BUILD THE PIPELINES
Prime Minister Justin Trudeau is right: Canada’s pipeline approval process is flawed. We don’t believe, however, the solution is to allow the system to come to a standstill — certainly not when it is becoming more apparent every day that Canada must secure pipeline access to tidewater. The latest reminder is a report by the DBRS credit-rating agency that warns of the perils of relying on essentially a single customer for our oil, the United States.
The problem is that, despite the rhetoric of U.S. President Barack Obama about climate change, his country is increasing its oil production, and is even exporting product after having built thousands of kilometres of pipelines.
“If pipeline infrastructure is not built, Canada’s energy sector increasingly risks the eventual loss of global market share and will remain confined to a North American market that is increasingly dominated by U.S. producers,” says the DBRS report.
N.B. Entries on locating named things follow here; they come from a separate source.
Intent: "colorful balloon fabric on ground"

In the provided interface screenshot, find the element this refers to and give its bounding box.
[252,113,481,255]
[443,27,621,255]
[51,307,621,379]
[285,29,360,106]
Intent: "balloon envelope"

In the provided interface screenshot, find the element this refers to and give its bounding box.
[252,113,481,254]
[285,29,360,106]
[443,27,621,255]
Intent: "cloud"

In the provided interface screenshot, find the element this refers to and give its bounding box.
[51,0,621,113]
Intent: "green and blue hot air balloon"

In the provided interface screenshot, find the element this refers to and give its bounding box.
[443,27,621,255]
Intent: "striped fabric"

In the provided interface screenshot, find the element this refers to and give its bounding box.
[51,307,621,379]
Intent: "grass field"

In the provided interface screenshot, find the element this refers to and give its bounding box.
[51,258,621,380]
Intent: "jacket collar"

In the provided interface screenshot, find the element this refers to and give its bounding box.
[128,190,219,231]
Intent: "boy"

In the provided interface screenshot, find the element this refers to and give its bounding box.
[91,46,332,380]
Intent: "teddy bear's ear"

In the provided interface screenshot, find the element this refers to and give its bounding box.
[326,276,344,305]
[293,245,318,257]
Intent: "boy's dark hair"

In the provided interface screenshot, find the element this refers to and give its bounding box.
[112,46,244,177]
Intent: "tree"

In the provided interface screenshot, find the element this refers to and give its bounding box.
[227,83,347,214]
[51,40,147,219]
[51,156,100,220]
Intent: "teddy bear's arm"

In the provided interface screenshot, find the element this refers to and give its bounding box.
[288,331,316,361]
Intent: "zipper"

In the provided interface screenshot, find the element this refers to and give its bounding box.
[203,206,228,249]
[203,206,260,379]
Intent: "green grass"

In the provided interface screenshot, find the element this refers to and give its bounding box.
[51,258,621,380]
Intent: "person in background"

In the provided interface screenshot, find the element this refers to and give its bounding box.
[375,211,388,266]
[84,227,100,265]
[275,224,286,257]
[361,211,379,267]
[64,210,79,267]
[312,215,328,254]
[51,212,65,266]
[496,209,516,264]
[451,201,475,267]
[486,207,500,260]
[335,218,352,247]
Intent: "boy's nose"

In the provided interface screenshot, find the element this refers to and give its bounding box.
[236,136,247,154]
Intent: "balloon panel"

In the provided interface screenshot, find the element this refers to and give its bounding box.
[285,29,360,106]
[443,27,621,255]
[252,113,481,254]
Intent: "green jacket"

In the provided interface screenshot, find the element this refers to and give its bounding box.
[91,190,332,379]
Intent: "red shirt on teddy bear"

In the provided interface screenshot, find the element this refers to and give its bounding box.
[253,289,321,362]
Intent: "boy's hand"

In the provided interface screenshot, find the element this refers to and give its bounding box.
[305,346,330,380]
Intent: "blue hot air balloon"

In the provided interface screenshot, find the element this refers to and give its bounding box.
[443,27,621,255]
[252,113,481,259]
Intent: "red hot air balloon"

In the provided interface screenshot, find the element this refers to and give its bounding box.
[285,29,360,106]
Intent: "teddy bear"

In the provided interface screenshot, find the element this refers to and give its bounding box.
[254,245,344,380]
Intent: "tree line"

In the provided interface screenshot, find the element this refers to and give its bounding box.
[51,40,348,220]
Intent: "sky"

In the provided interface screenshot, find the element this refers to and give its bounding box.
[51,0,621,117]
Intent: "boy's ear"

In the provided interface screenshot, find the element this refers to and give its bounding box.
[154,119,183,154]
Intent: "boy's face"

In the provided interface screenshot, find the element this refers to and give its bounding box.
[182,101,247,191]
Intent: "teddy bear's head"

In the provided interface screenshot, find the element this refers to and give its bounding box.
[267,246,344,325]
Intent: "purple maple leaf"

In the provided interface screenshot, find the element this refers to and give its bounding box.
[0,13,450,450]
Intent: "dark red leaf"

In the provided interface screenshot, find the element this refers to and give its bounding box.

The drive to expand Canada’s capacity was dealt another blow last week, when all three of the National Energy Board officials reviewing the Energy East project stepped aside because two of them had met in 2015 with former Quebec premier Jean Charest, then on the payroll of the pipeline’s applicant, TransCanada Corp.
The meeting was reportedly part of extensive consultation with business and community leaders — a good thing, one would have thought — but it was cleverly portrayed as a shortcoming of the review process by those who will seize any means of thwarting Canada’s economic prosperity.
“All three panel members have decided to recuse themselves in order to preserve the integrity of the National Energy Board and of the Energy East and Eastern Mainline review,” the board said in a news release Friday. “The members acted in good faith and have pledged not to discuss these two applications with either other board members or board staff.”
So this is where we’re at. Unruly protesters had already been successful in suspending the Energy East hearings in Montreal.
Now pipeline critics have achieved another coup — the departure of the professionals tasked with reviewing the application.
The Trudeau government has an obligation to live up to its duty — to approve pipeline applications that are in the nation’s interest.
His administration has previously stated a green light was a political decision; one it alone would make notwithstanding the best scientific advice.